Orsù lo Evangelio vero è la grazia dello Spirito Santo. Ma come si scrive questo libro? Fatti in qua, cartolaio. Tu cavi prima la carta dalla carne, tu la netti, tu tagli via li corni, dipoi tu lo scrivi, tu lo leghi, tu lo stringi, poi lo tagli; tu vi metti poi minii e oro, poi cinque bullette per farlo saldo. Lo Evangelio tu doverresti scriverlo a lettere d’oro, e non Virgilio. Orsù, vuoi tu scriverlo bene? Prima cava la pelle, idest l’anima dalla carne. L’anima è questa pelle che circunda el corpo, perché se considerassimo bene, l’anima più presto contiene el corpo che el corpo l’anima, perché tolta via l’anima si sparge el corpo. Netta questa pelle dalli peli, cioè dalle cose superflue, taglia via li corni della superbia, tagliala, fa’ che tu sia retto di cuore a Dio e lui scriverrà; perché lo Spirito Santo è quello che scrive: Vos estis epistola Dei spiritu scripta.
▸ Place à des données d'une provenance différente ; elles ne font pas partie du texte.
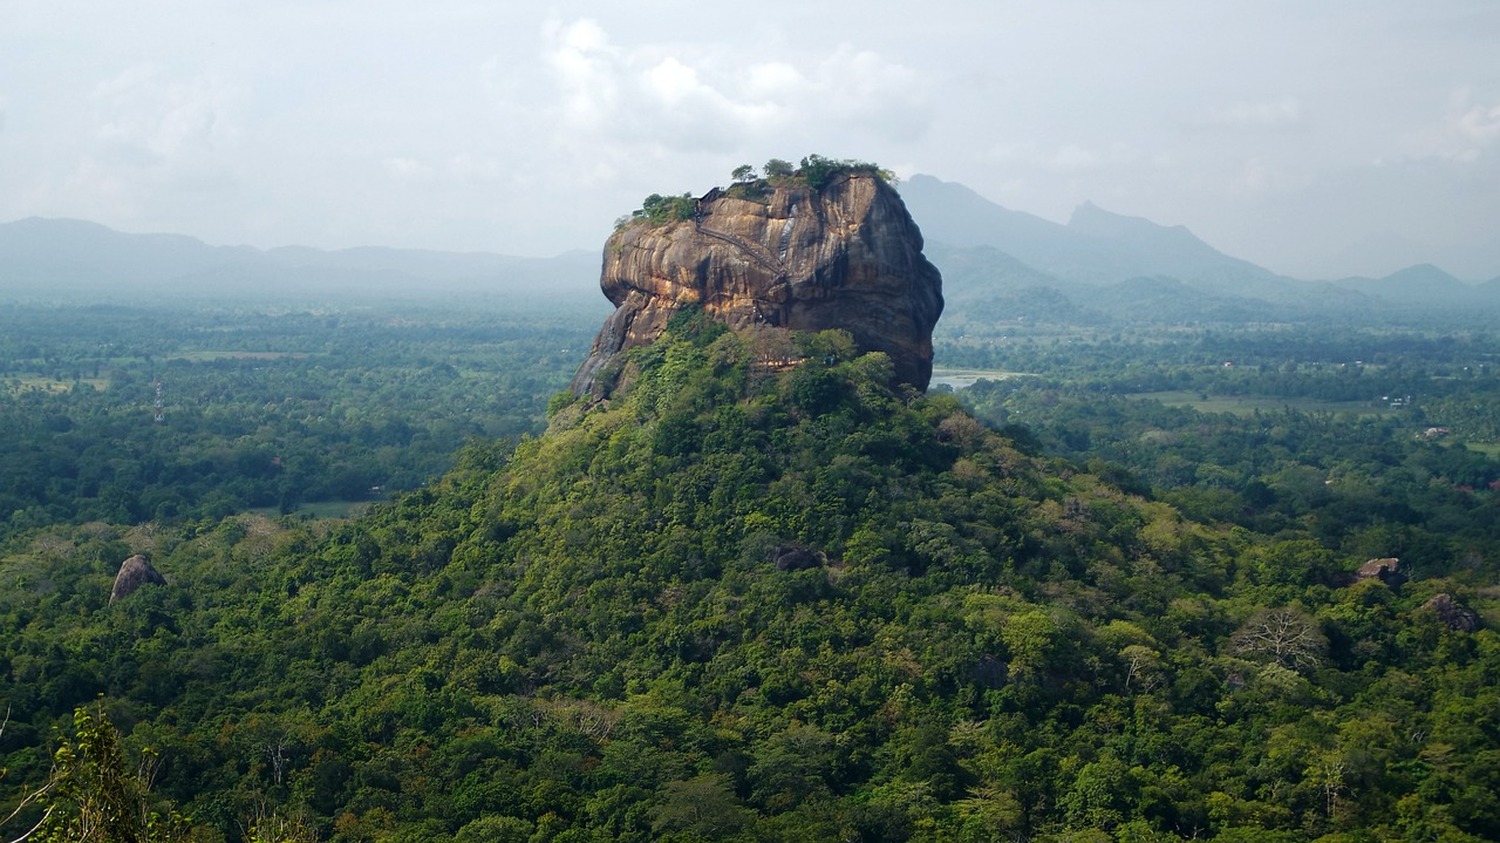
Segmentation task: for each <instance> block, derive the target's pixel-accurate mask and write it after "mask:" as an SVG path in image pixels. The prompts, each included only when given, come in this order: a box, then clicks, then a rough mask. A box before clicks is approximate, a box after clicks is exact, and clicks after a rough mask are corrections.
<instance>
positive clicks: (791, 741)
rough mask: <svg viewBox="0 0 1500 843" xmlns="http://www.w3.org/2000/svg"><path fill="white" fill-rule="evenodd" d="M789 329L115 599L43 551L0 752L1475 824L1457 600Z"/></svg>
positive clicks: (189, 822) (500, 819)
mask: <svg viewBox="0 0 1500 843" xmlns="http://www.w3.org/2000/svg"><path fill="white" fill-rule="evenodd" d="M798 342H799V344H801V345H799V348H798V351H796V359H799V360H801V363H799V365H795V366H790V368H784V366H780V365H777V366H769V365H765V363H763V362H762V360H760V357H759V356H757V353H756V338H754V335H736V333H730V332H727V330H726V329H723V327H720V326H714V324H709V323H706V321H705V320H702V318H700V317H694V315H693V314H691V312H682V314H679V315H678V317H676V318H675V320H673V323H672V326H670V327H669V330H667V333H666V335H664V336H663V339H661V341H658V342H655V344H654V345H649V347H643V348H639V350H634V351H631V353H630V365H631V366H633V371H634V372H636V375H634V378H633V384H631V386H630V387H628V389H624V390H621V392H616V393H615V395H613V396H612V398H610V401H607V402H603V404H597V405H588V404H585V402H583V401H580V399H571V398H559V399H556V401H555V402H553V407H552V408H550V414H552V422H550V429H549V431H547V434H546V435H543V437H540V438H534V440H528V441H525V443H522V446H520V447H517V449H516V450H514V452H513V453H505V452H502V450H498V449H490V447H486V446H472V447H471V449H469V450H466V452H465V453H463V455H462V456H460V460H459V465H458V468H455V469H453V471H452V472H450V474H449V475H447V477H446V478H444V480H443V481H441V483H438V484H435V486H432V487H429V489H426V490H422V492H414V493H410V495H405V496H402V498H399V499H398V501H396V502H393V504H390V505H386V507H381V508H378V510H377V511H375V513H372V514H371V516H368V517H365V519H360V520H356V522H350V523H347V525H342V526H338V528H335V529H332V531H330V532H327V534H320V532H318V529H317V528H314V526H305V525H299V523H296V522H288V520H284V522H275V523H273V522H269V520H264V519H254V517H240V519H229V520H225V522H222V523H219V525H204V526H202V529H201V531H198V532H196V534H192V532H184V534H183V535H180V537H175V538H172V540H163V541H162V543H160V544H159V549H157V553H156V556H154V559H153V564H154V565H156V567H157V568H159V570H160V571H162V573H163V574H165V577H166V579H168V580H169V585H166V586H145V588H142V589H139V591H136V592H135V594H133V595H130V597H129V598H126V600H121V601H118V603H115V604H113V606H111V604H108V603H107V601H108V594H110V576H111V574H113V568H114V565H117V564H118V561H120V559H123V558H124V555H126V550H127V549H129V547H127V544H126V541H124V538H126V537H123V535H120V534H118V532H113V531H110V529H108V528H102V526H98V525H96V526H92V528H80V529H78V531H77V532H74V538H72V540H69V541H58V540H55V538H52V540H49V541H48V543H45V544H43V543H37V544H36V546H33V547H30V549H28V550H27V552H26V561H21V562H17V564H13V565H12V567H10V568H7V570H6V576H5V579H3V583H0V613H3V616H5V624H6V628H7V630H13V633H12V634H6V636H5V637H3V639H0V646H3V652H0V664H3V666H5V667H6V672H7V675H9V676H10V678H12V682H10V684H9V685H6V703H7V705H9V706H10V723H9V727H7V730H6V735H5V738H6V742H7V748H9V747H27V745H40V744H42V742H43V741H45V735H46V733H48V732H49V730H51V729H52V726H54V724H57V723H60V721H65V720H66V718H68V715H69V714H71V712H72V711H74V708H75V706H77V705H80V703H89V702H90V700H93V699H95V697H96V694H105V696H104V703H102V705H104V711H105V712H107V714H108V715H110V717H111V718H113V720H114V721H115V723H120V724H121V726H123V727H124V729H127V730H129V732H130V733H129V741H127V742H129V744H130V745H132V747H141V745H151V747H154V748H156V750H157V751H159V753H160V754H159V757H160V759H162V760H160V766H159V768H157V771H156V777H154V793H156V795H157V796H159V798H162V799H169V801H171V802H172V804H174V805H175V808H177V810H178V811H181V813H183V814H186V816H190V817H192V819H190V820H183V822H181V823H178V826H180V828H190V829H195V831H184V832H183V834H190V835H195V838H199V840H220V838H223V840H231V841H233V840H242V838H245V834H246V829H255V828H260V829H267V828H278V829H284V831H282V834H284V835H272V834H263V835H260V837H255V838H258V840H270V838H275V840H284V838H291V840H338V841H375V840H413V841H416V840H425V841H435V843H437V841H452V843H459V841H480V840H528V838H529V840H642V841H643V840H789V841H790V840H975V841H980V840H1064V838H1067V840H1112V838H1113V840H1179V838H1203V840H1329V841H1334V840H1349V841H1355V840H1373V838H1400V840H1439V838H1440V840H1485V838H1496V837H1500V805H1497V802H1496V799H1494V793H1496V792H1497V789H1500V748H1497V745H1500V640H1497V636H1496V633H1494V631H1491V630H1488V628H1478V630H1472V628H1455V624H1451V622H1445V621H1443V616H1442V615H1440V613H1439V612H1436V610H1433V609H1430V607H1425V604H1427V603H1428V600H1430V598H1431V597H1434V595H1437V594H1439V592H1449V591H1452V592H1454V594H1457V597H1458V600H1460V601H1463V600H1467V598H1469V591H1467V589H1469V588H1470V586H1467V585H1466V583H1464V580H1463V579H1461V577H1454V579H1443V577H1437V576H1431V577H1428V579H1424V580H1421V582H1412V583H1406V585H1400V582H1398V580H1392V582H1391V583H1388V582H1383V580H1382V579H1379V577H1371V579H1364V580H1358V582H1356V579H1355V576H1353V571H1355V568H1358V567H1359V564H1361V562H1364V559H1344V558H1338V556H1335V555H1334V553H1331V552H1328V550H1325V549H1322V547H1320V546H1319V544H1317V543H1316V541H1310V540H1305V537H1302V535H1299V534H1298V532H1295V531H1292V529H1289V531H1287V532H1284V534H1280V535H1277V537H1263V535H1256V534H1253V532H1248V531H1247V529H1242V528H1236V529H1229V528H1220V526H1214V525H1208V523H1197V522H1191V520H1185V519H1184V517H1182V516H1181V514H1179V513H1178V511H1175V510H1173V508H1172V507H1169V505H1166V504H1161V502H1154V501H1149V499H1145V498H1140V496H1133V495H1128V493H1125V492H1122V490H1121V489H1118V487H1115V486H1112V484H1110V483H1106V481H1103V480H1101V478H1100V477H1097V475H1094V474H1089V472H1085V471H1080V469H1079V468H1076V466H1071V465H1068V463H1062V462H1055V460H1049V459H1044V458H1041V456H1038V455H1035V453H1032V452H1029V449H1028V447H1025V440H1022V444H1017V443H1016V441H1013V440H1010V438H1007V437H1004V435H998V434H995V432H992V431H987V429H986V428H983V426H981V425H978V423H977V422H975V420H974V419H972V417H969V416H968V414H966V413H963V411H962V410H960V407H959V405H957V402H956V401H954V399H953V398H950V396H929V398H922V396H918V395H910V393H903V392H892V389H891V387H889V384H891V381H892V378H891V369H889V366H891V365H889V360H888V359H886V357H885V356H883V354H879V353H871V354H864V356H858V354H855V351H853V347H852V344H850V341H849V339H847V336H844V335H838V333H832V332H828V333H820V335H804V336H801V338H799V341H798ZM570 402H571V404H570ZM7 766H9V769H10V775H12V777H13V778H9V780H6V781H5V783H6V784H17V783H21V781H27V780H30V781H36V780H37V778H39V777H40V775H42V774H43V772H45V768H46V762H45V760H43V759H42V757H40V753H39V751H36V750H31V751H30V754H28V753H27V751H26V750H23V751H13V753H12V754H10V756H9V762H7ZM219 835H222V837H219Z"/></svg>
Getta un poco di vernice e falla bianca con la castità, e Dio scriverà nella tua anima carità, speranza e fede e le altre virtù; poi minierà el libro con li doni dello Spirito Santo. Lega poi el libro, che l’una virtù stia legata con l’altra, taglia via el superfluo perché non bisogna tanta retorica, tanti argomenti e tanta suttilità, dico di quello che è troppo: quello che è sustanziale tienlo per te. Metti oro poi attorno, che sono altre virtù esteriore, benché può stare sanza queste. Due tavole sono el Vecchio e Nuovo Testamento; e’ dua signaculi, la carità di Dio e del prossimo. Questi alcuna volta aprono, alcuna volta serrano, perché quando bisogna predicare e quando no. Questo è el libro che è lo Evangelio. Questo libro è animato.17

17 G Girolamo Savonarola, Prediche sopra Ezechiele, a c. di R. Ridolfi, Roma, Belardetti,

1955, vol. I, p. 49-50 (sermon du 8 décembre 1496).
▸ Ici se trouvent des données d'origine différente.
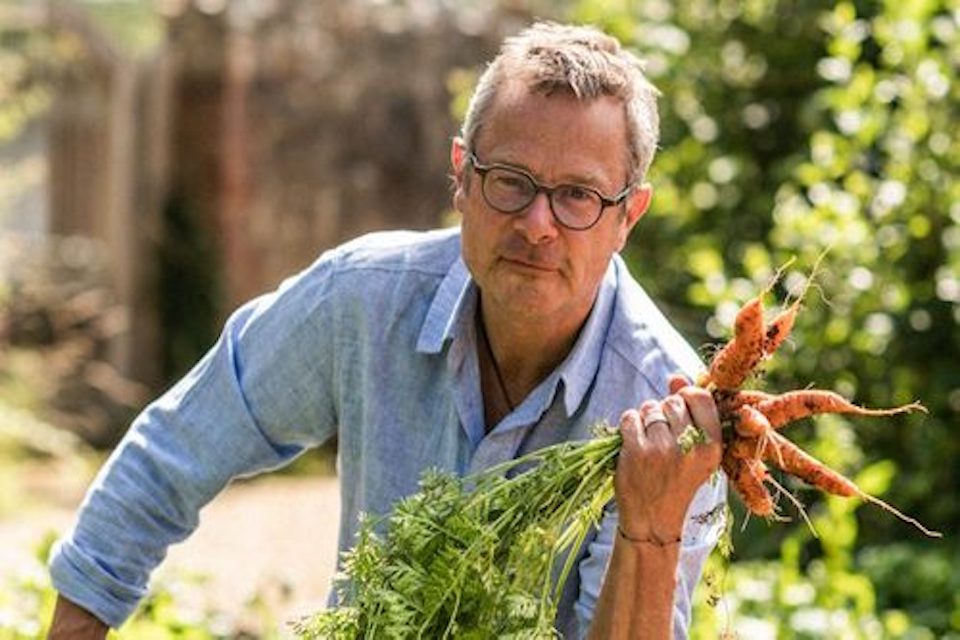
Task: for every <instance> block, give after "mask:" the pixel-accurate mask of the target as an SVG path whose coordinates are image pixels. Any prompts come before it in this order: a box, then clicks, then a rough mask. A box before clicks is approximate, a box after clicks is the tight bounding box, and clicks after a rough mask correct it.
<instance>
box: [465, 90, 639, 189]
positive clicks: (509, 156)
mask: <svg viewBox="0 0 960 640" xmlns="http://www.w3.org/2000/svg"><path fill="white" fill-rule="evenodd" d="M476 151H477V153H478V154H479V155H480V157H481V159H482V161H483V162H505V163H509V164H513V165H517V166H520V167H523V168H526V169H528V170H530V171H531V172H533V173H534V174H535V175H537V176H538V177H539V178H540V179H542V180H547V181H551V182H558V181H578V182H587V183H588V184H592V185H596V186H598V187H601V188H604V189H619V188H620V187H621V186H622V185H623V183H624V181H625V180H626V178H627V166H628V165H627V162H628V158H629V152H628V150H627V125H626V115H625V113H624V106H623V103H622V102H621V101H620V100H618V99H617V98H614V97H611V96H601V97H599V98H593V99H588V100H581V99H578V98H577V97H576V96H575V95H574V94H573V93H572V92H569V91H555V92H553V93H550V94H546V93H541V92H532V91H530V90H529V89H527V88H526V87H525V86H524V85H522V84H520V83H518V82H507V83H506V84H505V85H504V86H503V87H501V89H500V91H499V92H498V95H497V97H496V100H495V101H494V104H493V105H492V106H491V109H490V111H489V113H488V116H487V118H486V120H485V122H484V123H483V125H482V127H481V130H480V132H479V136H478V140H477V143H476Z"/></svg>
On retrouve dans ce texte un mélange d’images bibliques (le livre) etde la symbolique néoplatonicienne que l’on a déjà analysée dans les poèmes de Michel-Ange : les gestes de l’artisan qui fabrique le parchemin à partir de la peau d’un animal (« cavare … nettare … tagliare ») symbolisent le travail ascétique qui permet à l’homme de s’affranchir du péché et de toute chose superflue (« le cose superflue »). Une fois son âme transformée en une page blanche et lisse, il pourra ensuite la tendre à Dieu pour qu’Il y inscrive en lettres d’or les vertus cardinales et qu’Il la décore, comme un livre enluminé, avec les dons du Saint-Esprit.
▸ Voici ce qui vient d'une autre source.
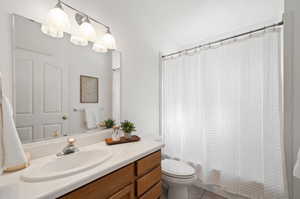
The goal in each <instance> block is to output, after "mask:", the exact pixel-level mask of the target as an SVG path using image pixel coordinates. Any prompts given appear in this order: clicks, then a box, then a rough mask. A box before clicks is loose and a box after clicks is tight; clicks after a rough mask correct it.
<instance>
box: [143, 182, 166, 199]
mask: <svg viewBox="0 0 300 199" xmlns="http://www.w3.org/2000/svg"><path fill="white" fill-rule="evenodd" d="M160 195H161V182H159V183H157V184H156V185H155V186H154V187H152V188H151V189H150V190H149V191H148V192H146V193H145V194H144V195H142V196H141V197H140V199H157V198H159V197H160Z"/></svg>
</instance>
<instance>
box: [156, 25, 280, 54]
mask: <svg viewBox="0 0 300 199" xmlns="http://www.w3.org/2000/svg"><path fill="white" fill-rule="evenodd" d="M283 24H284V22H283V21H281V22H279V23H276V24H273V25H269V26H265V27H262V28H258V29H255V30H251V31H248V32H244V33H241V34H238V35H234V36H231V37H226V38H224V39H219V40H216V41H213V42H209V43H205V44H200V45H197V46H195V47H192V48H187V49H184V50H180V51H176V52H173V53H169V54H166V55H162V56H161V57H162V58H165V57H169V56H172V55H177V54H180V53H183V52H186V51H190V50H194V49H197V48H202V47H204V46H210V45H213V44H216V43H220V42H224V41H227V40H230V39H234V38H237V37H241V36H244V35H249V34H252V33H255V32H259V31H263V30H266V29H268V28H272V27H276V26H282V25H283Z"/></svg>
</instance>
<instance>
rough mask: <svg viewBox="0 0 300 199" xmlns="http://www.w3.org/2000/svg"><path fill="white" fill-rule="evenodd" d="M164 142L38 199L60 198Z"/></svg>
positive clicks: (66, 185)
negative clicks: (150, 148) (61, 196)
mask: <svg viewBox="0 0 300 199" xmlns="http://www.w3.org/2000/svg"><path fill="white" fill-rule="evenodd" d="M163 146H164V144H162V143H160V144H159V145H158V146H156V147H153V148H152V149H150V150H146V151H144V152H142V153H139V154H138V155H136V156H134V157H132V158H129V159H128V160H126V161H122V162H120V163H117V164H115V165H112V166H111V167H109V168H107V169H104V170H103V171H101V172H99V173H95V174H92V175H89V176H87V177H85V178H81V179H79V180H78V181H77V182H73V183H72V184H69V185H66V186H65V187H62V188H60V189H58V190H55V191H52V192H48V193H46V194H42V195H39V196H38V197H37V199H53V198H58V197H61V196H63V195H65V194H67V193H70V192H72V191H74V190H76V189H78V188H80V187H82V186H84V185H86V184H88V183H90V182H93V181H95V180H97V179H99V178H101V177H103V176H105V175H107V174H110V173H112V172H114V171H116V170H118V169H120V168H122V167H124V166H126V165H128V164H130V163H133V162H135V161H136V160H139V159H141V158H143V157H145V156H147V155H149V154H151V153H153V152H155V151H158V150H160V149H161V148H163Z"/></svg>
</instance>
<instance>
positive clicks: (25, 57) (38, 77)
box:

On reconnaît dans cette image la métaphore de la feuille blanche qu’emploie aussi Michel-Ange (111). Et il faut citer aussi le madrigal 162 (« Ora in sul destro, ora in sul manco piede ») où la même image se réfère plus précisément à l’écriture, avec une allusion probable aux poèmes écrits par Vittoria et à l’influence qu’ils peuvent exercer sur l’artiste : « Porgo la carta bianca / a’ vostri sacri inchiostri, / ch’amor mi sganni e la pietà il ver ne scriva » (7-9). Dans les deux cas, toutefois, la blancheur de la page n’indique certainement pas la pureté de l’âme, mais son indignité et sa passivité absolues. Si donc Michel-Ange récupère des métaphores du langage religieux, il en infléchit la signification pour mettre en scène non pas son effort actif vers le salut, mais une sorte d’évidement mystique et sa disponibilité totale à accueillir les dons de la grâce qui agit par l’intermédiaire de la femme aimée (« Un uomo in una donna, anzi uno dio / per la sua bocca parla », 235).